Everyone beware! For the Bad Stuff those evil commies tried in the USSR is coming for your culture, through something called “Cultural Marxism”. And, worse still, their worldview is creeping into conservatism, in the form of the dreaded “woke Right”.
And if we accept both that the Right is defined by its opposition to communism, and that “wokeness” really is just communism in the guise of “Cultural Marxism”, then the existence of a “woke Right” really would be bad - not to mention absurdly self-contradictory. Those at whom this assertion is directed, meanwhile, typically reject the framing entirely as a stupid effort to smear, slur, gatekeep, or otherwise unacceptably constrain the parameters of Right-wing thought. But what if the “woke Right” is not just real, but a good thing? What if it’s more correct than the woke Left, which in turn is (as the meme has it) more correct than the mainstream?
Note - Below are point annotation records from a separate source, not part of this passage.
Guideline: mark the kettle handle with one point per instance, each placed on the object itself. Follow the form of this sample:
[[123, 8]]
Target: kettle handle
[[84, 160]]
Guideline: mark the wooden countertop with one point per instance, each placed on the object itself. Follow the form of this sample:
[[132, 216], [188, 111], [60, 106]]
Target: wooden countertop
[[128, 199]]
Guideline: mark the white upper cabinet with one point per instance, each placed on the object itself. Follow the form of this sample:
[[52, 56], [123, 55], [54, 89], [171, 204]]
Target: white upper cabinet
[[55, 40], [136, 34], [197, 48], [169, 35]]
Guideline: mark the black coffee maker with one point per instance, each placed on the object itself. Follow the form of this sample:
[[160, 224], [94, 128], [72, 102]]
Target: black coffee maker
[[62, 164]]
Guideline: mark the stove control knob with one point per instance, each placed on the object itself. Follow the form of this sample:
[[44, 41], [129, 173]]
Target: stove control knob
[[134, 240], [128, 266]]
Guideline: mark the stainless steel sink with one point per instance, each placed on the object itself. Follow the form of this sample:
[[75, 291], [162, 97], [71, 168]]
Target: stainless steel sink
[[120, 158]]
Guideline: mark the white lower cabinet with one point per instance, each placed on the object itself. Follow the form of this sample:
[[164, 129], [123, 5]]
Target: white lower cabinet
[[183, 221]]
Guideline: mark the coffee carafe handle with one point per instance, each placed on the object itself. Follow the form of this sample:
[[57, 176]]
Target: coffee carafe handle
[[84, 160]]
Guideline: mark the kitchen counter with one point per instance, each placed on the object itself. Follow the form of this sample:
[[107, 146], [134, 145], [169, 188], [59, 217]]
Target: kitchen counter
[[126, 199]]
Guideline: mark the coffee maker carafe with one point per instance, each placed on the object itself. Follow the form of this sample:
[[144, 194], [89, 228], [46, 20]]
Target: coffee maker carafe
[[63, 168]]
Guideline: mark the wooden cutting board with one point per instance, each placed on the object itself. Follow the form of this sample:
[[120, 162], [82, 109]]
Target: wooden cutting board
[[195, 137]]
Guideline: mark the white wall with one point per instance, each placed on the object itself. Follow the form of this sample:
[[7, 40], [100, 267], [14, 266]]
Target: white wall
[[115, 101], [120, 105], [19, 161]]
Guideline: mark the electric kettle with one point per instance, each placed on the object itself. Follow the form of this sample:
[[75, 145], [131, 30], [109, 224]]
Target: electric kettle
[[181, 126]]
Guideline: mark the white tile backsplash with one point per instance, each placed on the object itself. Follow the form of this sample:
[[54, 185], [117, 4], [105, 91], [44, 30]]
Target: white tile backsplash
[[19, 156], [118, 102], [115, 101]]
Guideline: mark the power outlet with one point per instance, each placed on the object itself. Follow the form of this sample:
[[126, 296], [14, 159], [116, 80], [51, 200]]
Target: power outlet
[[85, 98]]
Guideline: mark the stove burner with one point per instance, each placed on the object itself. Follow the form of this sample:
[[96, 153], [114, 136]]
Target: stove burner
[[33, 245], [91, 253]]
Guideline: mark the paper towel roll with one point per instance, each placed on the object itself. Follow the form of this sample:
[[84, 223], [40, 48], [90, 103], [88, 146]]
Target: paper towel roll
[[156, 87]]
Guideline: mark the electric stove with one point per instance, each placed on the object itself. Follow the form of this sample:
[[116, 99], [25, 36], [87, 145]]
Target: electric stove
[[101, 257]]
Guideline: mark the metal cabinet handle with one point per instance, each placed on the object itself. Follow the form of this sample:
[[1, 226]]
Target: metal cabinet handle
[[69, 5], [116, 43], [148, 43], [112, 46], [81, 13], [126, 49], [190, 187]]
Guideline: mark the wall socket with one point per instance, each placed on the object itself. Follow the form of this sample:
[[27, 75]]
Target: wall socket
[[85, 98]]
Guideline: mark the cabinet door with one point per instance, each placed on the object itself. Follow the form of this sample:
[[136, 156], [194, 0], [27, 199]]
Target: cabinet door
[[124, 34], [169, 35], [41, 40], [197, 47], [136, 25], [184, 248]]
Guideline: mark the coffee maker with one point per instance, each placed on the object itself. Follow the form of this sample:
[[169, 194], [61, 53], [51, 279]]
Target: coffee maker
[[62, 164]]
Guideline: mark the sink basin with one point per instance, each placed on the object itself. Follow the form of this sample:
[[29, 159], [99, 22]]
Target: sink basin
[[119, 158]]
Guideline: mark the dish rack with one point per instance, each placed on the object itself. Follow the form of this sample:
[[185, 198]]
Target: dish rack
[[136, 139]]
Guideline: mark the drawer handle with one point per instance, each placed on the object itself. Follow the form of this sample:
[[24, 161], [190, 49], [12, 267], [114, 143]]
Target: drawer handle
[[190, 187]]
Someone I suspect would vigorously dispute this suggestion is anti-woke commentator James Lindsay. Lindsay took aim at the world of Left-wing academic critical theory in the Sokal Squared hoax, back in 2018, and now believes he’s identified the same intellectual deliquescence on the Right. His latest wheeze on this front reworked a passage from the Communist Manifesto, so it referred to “liberalism” rather than “capital” or whatever, then got it published by the Christian Nationalist journal American Reformer. Ho ho, says James: look, the Right is woke, because what could be more woke than the Communist Manifesto, and look, they published it! Cue an internet army of boomercons surfacing to chortle at this shameful wokeness.
Now, to be clear, I have never read American Reformer and don’t really have a stake either way in the worthiness or otherwise of its output. But nor do I have any interest in disavowing the term “woke right”. Rather, I want to show how positing the existence and badness of something called the “woke Right” is an angry (and in a narrow sense classically conservative) rearguard action against the re-enchantment of politics, which is an aspect of the re-enchantment of everything.
And once we see it in this light, what gets decried as “woke” does indeed appear as an epistemological wrong turn. But not, as the “muh Enlightenment values” guys usually imply, because wokeness rejects objectivity and empiricism. Rather, it’s a wrong turn because it offers an account of why objectivity and empiricism should be rejected (or at least complicated), that is directionally correct, but fails to escape materialism. And because it can’t let go of materialism, it has no means of explaining what it perceives except through nihilistic conspiracy theories about ideology and power. And yet here there very often is a difference between the woke Left and Right. Both are “woke” in the narrow sense the Lindsayists decry. But the latter is (at least potentially) in a far better position than its woke Left antagonists to grasp at the good, the true, and the beautiful.